The interesting take out from the reporting season was the difference between earnings before interest, tax, depreciation and amortisation (ebitda) and earnings per share (EPS), Mr Foster said.

Including post annual shareholder meetings, five companies stood out as having had significant negative 2018 EPS revisions: Chorus, Steel & Tube, Trade Me, Metro Performance Glass and Evolve Education.

Metro and Steel & Tube were affected by the weaker building sector and higher cost structures.

That was also reflected in Methven and Fletcher Building results. Fletcher results were expected to rebound in contrast to the others in the sector and did not appear to be an area of risk,  he said.Evolve stood out with its annual meeting comments, resulting in marked downgrades.

Chorus showed a small downgrade to its 2018 forecasts but those increased dramatically in future years.

The Trade Me revisions and outlook had been similar.

"Given the outlook for these companies, and the high  Australian ownership, we believe these stocks are likely to suffer from significant overhangs."

On a positive note, standouts among the positive revisions were from Air New Zealand, A2 Milk, Metlifecare and Skellerup, Mr Foster said.

Other companies with high growth performing in line with expectations included Sanford, Tourism Holdings and Z Energy.

With the more positive performance by growth companies, Forsyth Barr was finding more opportunities among them. Several of the strongly performing companies within the grouping  required more positive earnings momentum, he said.

In particular, Freightways and Mainfreight stood out. Freightways should benefit from the positive economic backdrop and "fiscal impulse" of electoral promises.

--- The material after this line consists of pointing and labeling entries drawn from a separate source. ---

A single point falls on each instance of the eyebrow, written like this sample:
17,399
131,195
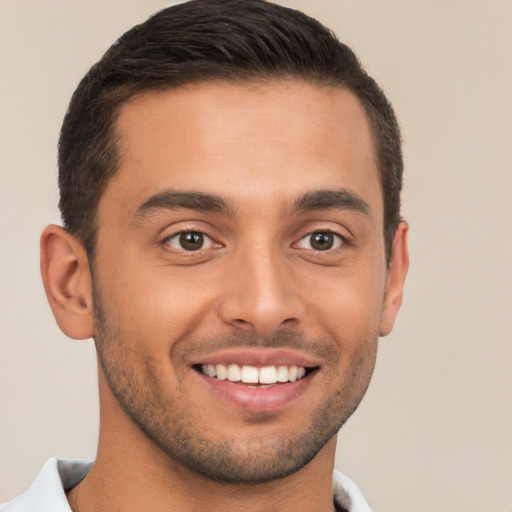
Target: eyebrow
175,199
341,199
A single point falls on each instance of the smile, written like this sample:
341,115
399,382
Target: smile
253,374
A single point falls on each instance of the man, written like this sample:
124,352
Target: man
230,182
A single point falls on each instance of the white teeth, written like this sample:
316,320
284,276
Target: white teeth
249,374
254,375
222,372
234,373
268,375
282,374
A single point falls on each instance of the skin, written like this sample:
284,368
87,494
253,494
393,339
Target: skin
256,287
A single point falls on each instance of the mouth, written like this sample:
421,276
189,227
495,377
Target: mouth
257,376
255,380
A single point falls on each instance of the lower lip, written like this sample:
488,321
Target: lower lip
258,398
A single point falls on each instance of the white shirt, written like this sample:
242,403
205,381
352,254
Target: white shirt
48,492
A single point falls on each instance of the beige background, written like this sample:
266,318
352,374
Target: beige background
435,431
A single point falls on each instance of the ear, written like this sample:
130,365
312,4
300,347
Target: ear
397,271
67,282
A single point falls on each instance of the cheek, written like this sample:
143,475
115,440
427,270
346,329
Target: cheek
154,306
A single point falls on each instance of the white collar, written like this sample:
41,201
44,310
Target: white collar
48,492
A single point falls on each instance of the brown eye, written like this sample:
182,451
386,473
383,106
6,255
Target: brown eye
321,241
189,241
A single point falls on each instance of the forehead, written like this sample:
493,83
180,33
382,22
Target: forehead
266,141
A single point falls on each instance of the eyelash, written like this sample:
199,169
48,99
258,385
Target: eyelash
339,241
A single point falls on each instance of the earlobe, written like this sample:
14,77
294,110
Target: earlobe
67,282
397,272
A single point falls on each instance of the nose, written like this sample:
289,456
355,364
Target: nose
260,294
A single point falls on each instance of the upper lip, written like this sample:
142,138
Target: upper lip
257,357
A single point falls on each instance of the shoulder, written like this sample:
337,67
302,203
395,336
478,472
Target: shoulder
48,492
347,495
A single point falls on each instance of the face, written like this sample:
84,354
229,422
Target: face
240,273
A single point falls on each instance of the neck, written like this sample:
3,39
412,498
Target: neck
131,474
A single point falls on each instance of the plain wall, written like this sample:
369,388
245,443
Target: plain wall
435,430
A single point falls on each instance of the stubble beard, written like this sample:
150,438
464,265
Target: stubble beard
183,437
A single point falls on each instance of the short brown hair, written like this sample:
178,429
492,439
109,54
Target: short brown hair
201,40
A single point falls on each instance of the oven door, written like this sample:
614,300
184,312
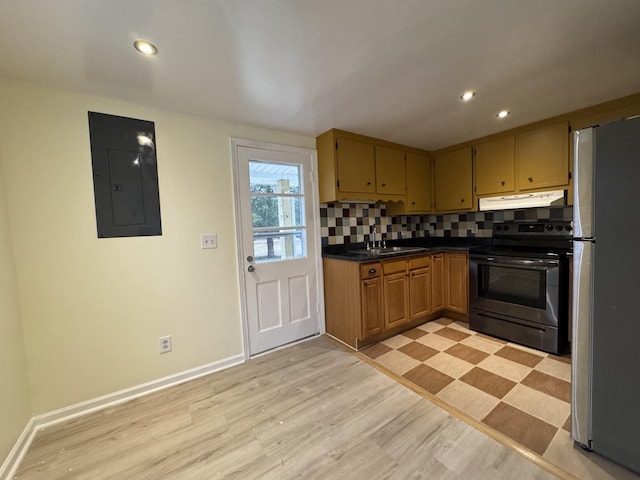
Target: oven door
520,288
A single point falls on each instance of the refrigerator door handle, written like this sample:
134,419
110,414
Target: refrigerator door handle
581,343
583,183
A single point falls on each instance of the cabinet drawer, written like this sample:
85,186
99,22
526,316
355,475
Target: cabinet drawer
395,266
419,262
370,270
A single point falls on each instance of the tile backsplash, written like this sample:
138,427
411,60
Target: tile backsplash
353,222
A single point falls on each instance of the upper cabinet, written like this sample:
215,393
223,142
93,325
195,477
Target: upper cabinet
390,171
494,166
453,182
419,183
354,167
419,198
542,157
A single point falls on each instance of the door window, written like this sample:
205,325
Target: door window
277,211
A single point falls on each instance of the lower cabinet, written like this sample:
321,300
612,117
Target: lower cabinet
366,301
396,293
372,307
437,278
420,287
456,285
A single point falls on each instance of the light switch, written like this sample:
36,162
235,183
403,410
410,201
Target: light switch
208,240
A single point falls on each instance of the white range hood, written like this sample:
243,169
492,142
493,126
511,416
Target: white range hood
524,200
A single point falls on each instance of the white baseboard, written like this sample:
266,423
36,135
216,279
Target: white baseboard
10,465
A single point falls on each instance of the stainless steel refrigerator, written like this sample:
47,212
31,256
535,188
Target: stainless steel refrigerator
606,291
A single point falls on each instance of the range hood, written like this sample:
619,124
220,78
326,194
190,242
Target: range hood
524,200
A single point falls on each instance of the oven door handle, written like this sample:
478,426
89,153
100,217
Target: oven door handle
534,263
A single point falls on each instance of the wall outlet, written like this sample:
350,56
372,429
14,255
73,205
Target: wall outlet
208,240
165,344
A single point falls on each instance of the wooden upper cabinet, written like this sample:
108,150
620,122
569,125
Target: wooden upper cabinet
453,182
419,183
356,166
542,157
390,171
494,165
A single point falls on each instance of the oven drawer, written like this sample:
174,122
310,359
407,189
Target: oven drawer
534,335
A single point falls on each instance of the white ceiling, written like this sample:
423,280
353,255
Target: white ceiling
391,69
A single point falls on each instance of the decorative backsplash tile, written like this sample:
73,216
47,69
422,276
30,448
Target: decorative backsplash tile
354,222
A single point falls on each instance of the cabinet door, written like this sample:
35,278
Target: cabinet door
356,166
456,282
419,183
437,282
372,311
396,296
542,157
419,292
453,181
390,171
495,166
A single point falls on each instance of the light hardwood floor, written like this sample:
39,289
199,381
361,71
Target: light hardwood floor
312,411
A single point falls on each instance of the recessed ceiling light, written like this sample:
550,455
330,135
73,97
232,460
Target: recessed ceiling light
466,96
145,48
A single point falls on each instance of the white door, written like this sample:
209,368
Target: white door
279,244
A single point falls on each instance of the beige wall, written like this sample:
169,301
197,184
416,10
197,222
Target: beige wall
15,405
93,309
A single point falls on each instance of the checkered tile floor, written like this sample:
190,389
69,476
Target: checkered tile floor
523,393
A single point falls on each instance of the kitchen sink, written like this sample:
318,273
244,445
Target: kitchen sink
374,252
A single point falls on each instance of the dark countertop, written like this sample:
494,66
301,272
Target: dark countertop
427,244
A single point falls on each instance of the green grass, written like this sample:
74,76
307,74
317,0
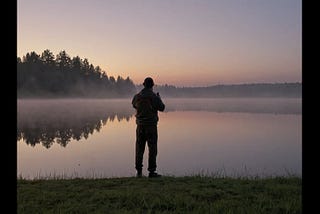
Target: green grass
190,194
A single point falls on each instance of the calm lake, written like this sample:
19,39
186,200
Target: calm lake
222,136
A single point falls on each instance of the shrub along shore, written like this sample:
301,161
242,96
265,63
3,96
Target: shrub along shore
168,194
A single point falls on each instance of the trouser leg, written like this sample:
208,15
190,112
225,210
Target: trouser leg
152,139
140,147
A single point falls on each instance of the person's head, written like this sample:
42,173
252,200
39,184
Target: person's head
148,82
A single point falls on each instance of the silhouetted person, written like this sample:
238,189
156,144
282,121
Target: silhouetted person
147,105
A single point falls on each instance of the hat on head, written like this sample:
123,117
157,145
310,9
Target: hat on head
148,82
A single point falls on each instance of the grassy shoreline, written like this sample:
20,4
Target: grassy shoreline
168,194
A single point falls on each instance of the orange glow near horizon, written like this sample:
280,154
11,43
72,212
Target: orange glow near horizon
191,44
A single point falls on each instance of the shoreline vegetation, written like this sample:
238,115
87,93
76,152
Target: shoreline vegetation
62,76
168,194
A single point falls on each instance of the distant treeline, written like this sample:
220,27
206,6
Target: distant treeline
47,75
239,90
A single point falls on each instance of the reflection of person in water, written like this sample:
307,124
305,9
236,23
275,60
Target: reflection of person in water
147,105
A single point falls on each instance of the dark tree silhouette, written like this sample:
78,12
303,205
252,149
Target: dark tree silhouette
65,76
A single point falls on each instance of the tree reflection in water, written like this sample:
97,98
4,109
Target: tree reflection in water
60,121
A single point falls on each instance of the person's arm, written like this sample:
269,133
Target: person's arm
133,102
160,104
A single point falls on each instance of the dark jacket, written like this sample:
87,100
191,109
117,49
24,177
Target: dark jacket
147,105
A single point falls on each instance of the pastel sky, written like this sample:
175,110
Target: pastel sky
177,42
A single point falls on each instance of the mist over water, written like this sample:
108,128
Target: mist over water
81,137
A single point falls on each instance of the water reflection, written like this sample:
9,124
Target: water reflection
63,120
60,121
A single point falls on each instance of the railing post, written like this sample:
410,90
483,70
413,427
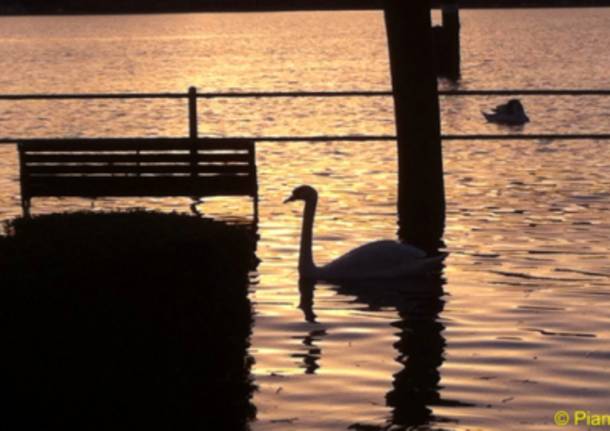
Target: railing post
193,113
192,95
451,33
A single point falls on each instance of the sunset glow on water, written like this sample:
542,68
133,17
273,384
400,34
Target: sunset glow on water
522,329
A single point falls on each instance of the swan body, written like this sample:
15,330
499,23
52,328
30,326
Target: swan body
511,113
384,259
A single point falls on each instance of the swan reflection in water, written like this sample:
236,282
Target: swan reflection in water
420,345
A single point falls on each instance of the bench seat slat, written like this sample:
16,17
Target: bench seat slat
85,145
144,186
29,158
139,169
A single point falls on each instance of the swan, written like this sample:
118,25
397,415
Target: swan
384,259
511,113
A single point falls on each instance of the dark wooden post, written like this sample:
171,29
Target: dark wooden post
451,33
193,128
421,194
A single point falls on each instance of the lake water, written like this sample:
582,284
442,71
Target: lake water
523,327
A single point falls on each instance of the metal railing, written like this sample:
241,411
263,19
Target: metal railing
192,96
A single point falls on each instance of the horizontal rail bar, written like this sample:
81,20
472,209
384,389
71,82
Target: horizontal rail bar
540,92
533,136
93,96
297,94
365,138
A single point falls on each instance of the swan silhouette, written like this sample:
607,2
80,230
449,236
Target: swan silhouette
384,259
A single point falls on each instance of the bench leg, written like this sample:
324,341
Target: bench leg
25,206
255,203
194,209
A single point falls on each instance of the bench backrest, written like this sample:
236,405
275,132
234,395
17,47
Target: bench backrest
137,167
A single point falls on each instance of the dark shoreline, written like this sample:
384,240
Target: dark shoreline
131,320
22,8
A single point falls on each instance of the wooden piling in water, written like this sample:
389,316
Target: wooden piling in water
421,194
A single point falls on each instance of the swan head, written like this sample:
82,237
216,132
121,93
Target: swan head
303,193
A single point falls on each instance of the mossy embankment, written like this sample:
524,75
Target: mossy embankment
125,320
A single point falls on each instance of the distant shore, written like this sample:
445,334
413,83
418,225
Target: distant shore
34,7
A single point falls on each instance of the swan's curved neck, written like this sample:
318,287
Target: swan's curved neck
307,267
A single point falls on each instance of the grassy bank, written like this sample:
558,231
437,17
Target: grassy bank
125,320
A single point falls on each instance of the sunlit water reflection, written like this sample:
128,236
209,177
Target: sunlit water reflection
520,328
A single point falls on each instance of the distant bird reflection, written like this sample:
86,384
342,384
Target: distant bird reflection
418,301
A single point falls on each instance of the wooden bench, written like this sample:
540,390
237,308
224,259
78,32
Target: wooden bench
94,168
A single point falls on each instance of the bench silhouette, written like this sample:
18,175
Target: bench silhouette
157,167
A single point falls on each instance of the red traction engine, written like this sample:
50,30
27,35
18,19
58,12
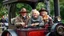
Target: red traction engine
56,30
39,31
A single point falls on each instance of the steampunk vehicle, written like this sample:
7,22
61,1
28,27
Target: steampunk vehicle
56,29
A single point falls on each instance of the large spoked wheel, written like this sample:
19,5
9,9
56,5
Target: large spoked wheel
6,33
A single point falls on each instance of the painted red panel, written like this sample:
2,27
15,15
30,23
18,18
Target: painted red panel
36,33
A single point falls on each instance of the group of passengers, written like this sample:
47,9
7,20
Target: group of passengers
37,18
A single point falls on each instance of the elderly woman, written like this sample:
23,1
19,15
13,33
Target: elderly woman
36,19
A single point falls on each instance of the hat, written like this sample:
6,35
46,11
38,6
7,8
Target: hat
43,9
23,10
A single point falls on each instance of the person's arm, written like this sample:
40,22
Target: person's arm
41,22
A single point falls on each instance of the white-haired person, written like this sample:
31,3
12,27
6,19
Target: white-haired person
36,19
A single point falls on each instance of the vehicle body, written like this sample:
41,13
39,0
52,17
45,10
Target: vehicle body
30,31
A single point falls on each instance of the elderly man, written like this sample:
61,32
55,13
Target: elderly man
35,19
21,21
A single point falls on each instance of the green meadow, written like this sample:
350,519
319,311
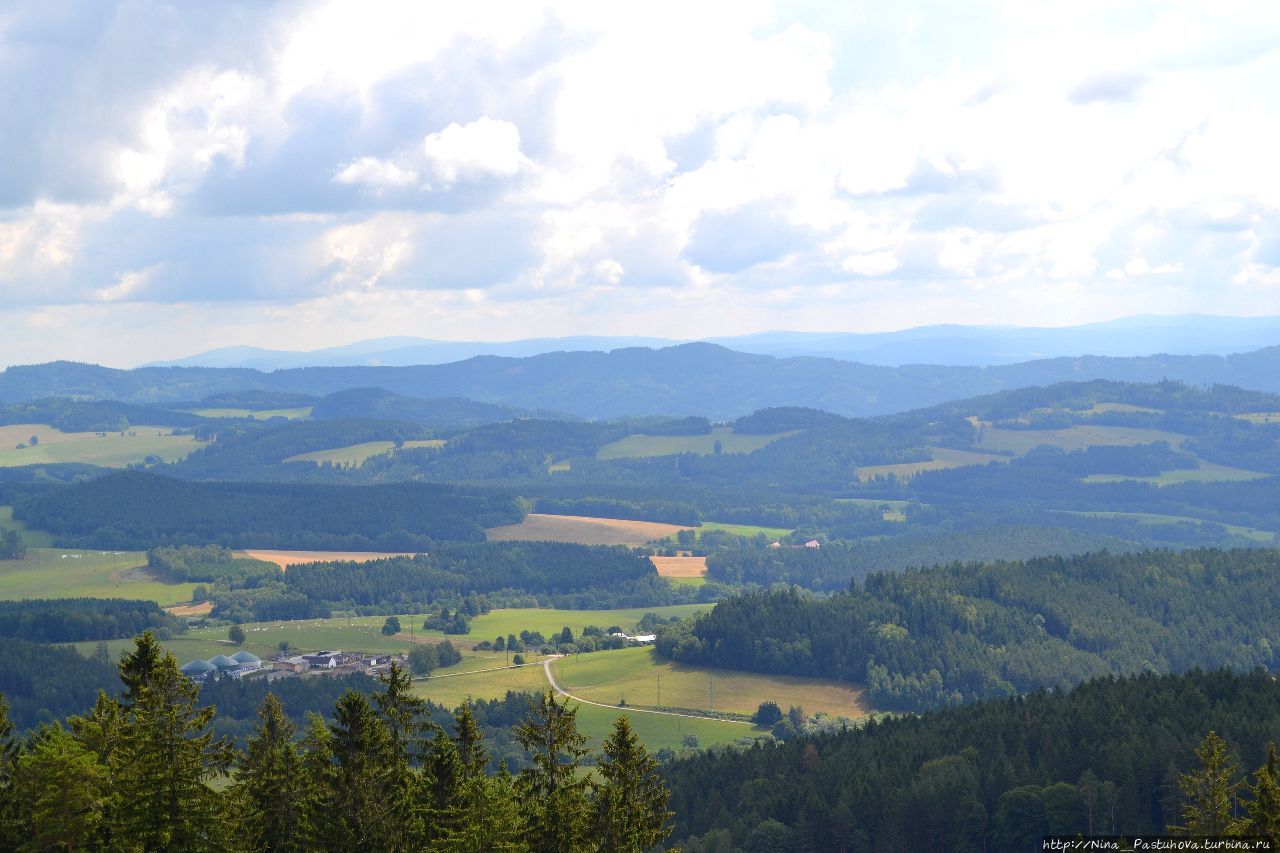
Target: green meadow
71,573
109,450
1206,473
355,455
744,529
644,679
264,414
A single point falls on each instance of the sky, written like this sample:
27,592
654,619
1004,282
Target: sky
177,177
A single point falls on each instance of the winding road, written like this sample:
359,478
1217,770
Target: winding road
547,667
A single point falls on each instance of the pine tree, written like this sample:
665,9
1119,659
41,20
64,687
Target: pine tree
631,797
9,756
1210,792
60,792
270,781
137,666
560,817
164,760
403,714
1262,811
366,804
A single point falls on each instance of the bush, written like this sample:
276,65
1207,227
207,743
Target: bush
767,714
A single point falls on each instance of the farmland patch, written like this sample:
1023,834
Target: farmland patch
579,529
355,455
680,566
109,450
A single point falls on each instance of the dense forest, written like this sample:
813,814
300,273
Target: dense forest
1106,757
135,772
951,634
688,379
73,620
135,510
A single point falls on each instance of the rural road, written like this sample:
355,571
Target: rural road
547,667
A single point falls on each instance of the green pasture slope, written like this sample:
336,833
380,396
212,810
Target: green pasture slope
645,680
364,633
644,446
355,455
266,414
68,573
110,450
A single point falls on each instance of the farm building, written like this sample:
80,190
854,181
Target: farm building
297,665
324,660
197,670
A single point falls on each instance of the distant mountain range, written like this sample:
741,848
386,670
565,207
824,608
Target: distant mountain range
688,379
940,345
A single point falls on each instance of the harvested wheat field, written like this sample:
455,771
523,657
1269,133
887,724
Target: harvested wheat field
202,609
286,559
583,530
680,566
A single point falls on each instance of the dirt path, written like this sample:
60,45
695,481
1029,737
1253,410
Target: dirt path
547,667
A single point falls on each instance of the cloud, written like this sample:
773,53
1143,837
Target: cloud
479,149
1115,87
536,168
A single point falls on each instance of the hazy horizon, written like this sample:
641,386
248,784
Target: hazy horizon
309,174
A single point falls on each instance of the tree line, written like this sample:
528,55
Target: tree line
950,634
74,620
136,510
1112,756
136,772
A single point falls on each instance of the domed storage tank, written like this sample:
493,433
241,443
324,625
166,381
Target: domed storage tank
197,669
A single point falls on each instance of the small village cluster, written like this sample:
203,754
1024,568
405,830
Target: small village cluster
329,661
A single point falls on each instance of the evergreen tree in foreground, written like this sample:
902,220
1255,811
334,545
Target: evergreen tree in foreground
136,775
630,804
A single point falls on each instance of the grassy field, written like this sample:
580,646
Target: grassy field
1152,518
639,675
643,446
45,573
109,450
891,510
942,457
1206,473
1097,409
1072,438
515,620
286,559
357,454
680,566
266,414
744,529
654,730
32,538
583,530
364,633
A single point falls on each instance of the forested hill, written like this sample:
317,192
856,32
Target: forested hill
999,775
935,637
689,379
135,510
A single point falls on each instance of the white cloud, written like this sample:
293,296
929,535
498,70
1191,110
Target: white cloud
479,149
567,162
376,174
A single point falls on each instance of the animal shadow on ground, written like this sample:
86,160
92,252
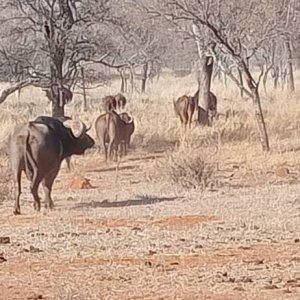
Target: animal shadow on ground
112,169
140,200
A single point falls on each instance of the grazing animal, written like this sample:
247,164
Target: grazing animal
67,95
111,129
212,105
109,103
52,122
121,101
38,148
128,132
184,108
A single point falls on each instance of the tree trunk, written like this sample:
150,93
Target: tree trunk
206,68
264,139
131,80
123,88
241,83
290,73
145,76
83,89
57,99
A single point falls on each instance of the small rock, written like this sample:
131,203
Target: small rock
282,172
4,240
239,289
79,183
2,258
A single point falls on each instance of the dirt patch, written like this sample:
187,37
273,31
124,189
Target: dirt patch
171,221
78,183
22,219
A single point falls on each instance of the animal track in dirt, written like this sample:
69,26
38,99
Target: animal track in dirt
170,221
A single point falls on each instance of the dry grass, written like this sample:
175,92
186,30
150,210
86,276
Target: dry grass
186,215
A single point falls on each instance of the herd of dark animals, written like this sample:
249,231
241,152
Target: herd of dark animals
39,147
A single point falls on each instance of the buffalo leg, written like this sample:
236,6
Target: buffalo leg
17,209
47,186
34,186
110,149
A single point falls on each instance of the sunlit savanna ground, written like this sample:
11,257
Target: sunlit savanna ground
198,215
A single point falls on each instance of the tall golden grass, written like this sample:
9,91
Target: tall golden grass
232,140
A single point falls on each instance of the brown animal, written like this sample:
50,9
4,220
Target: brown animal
38,148
128,132
109,103
184,108
67,95
111,129
212,105
121,101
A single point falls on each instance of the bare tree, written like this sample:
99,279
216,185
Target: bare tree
52,38
237,34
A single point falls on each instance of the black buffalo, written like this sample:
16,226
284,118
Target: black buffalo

"We have also upgraded revenue so the lack of earnings growth could be the addition of capacity, reducing capacity utilisation.

"If we are correct in our top-down view, Freightways should ultimately benefit."

Mainfreight should also be a beneficiary, although longer-term growth was more dependent on international operators, Mr Foster said.

During the course of the reporting season, Forsyth Barr made three ratings changes — one positive, two negative.

Heartland Bank was moved from underperform to neutral and the target share price lifted from $1.56 to $1.81. The shares last traded at $1.91.CBL was moved from outperform to neutral. The company appeared to be fair value. Shares last traded at $3.20.

Steel & Tube was moved from neutral to underperform.

"We believe the company is being outcompeted and the underlying business is deteriorating, a fact which will be increasingly difficult to mask, given the escalation in debt."

Steel & Tube shares last traded at $2.16.

Companies still to report include Briscoe Group on September 6, Fonterra and The Warehouse Group on September 22, Kathmandu on September 25 and Hallenstein Glasson on September 28.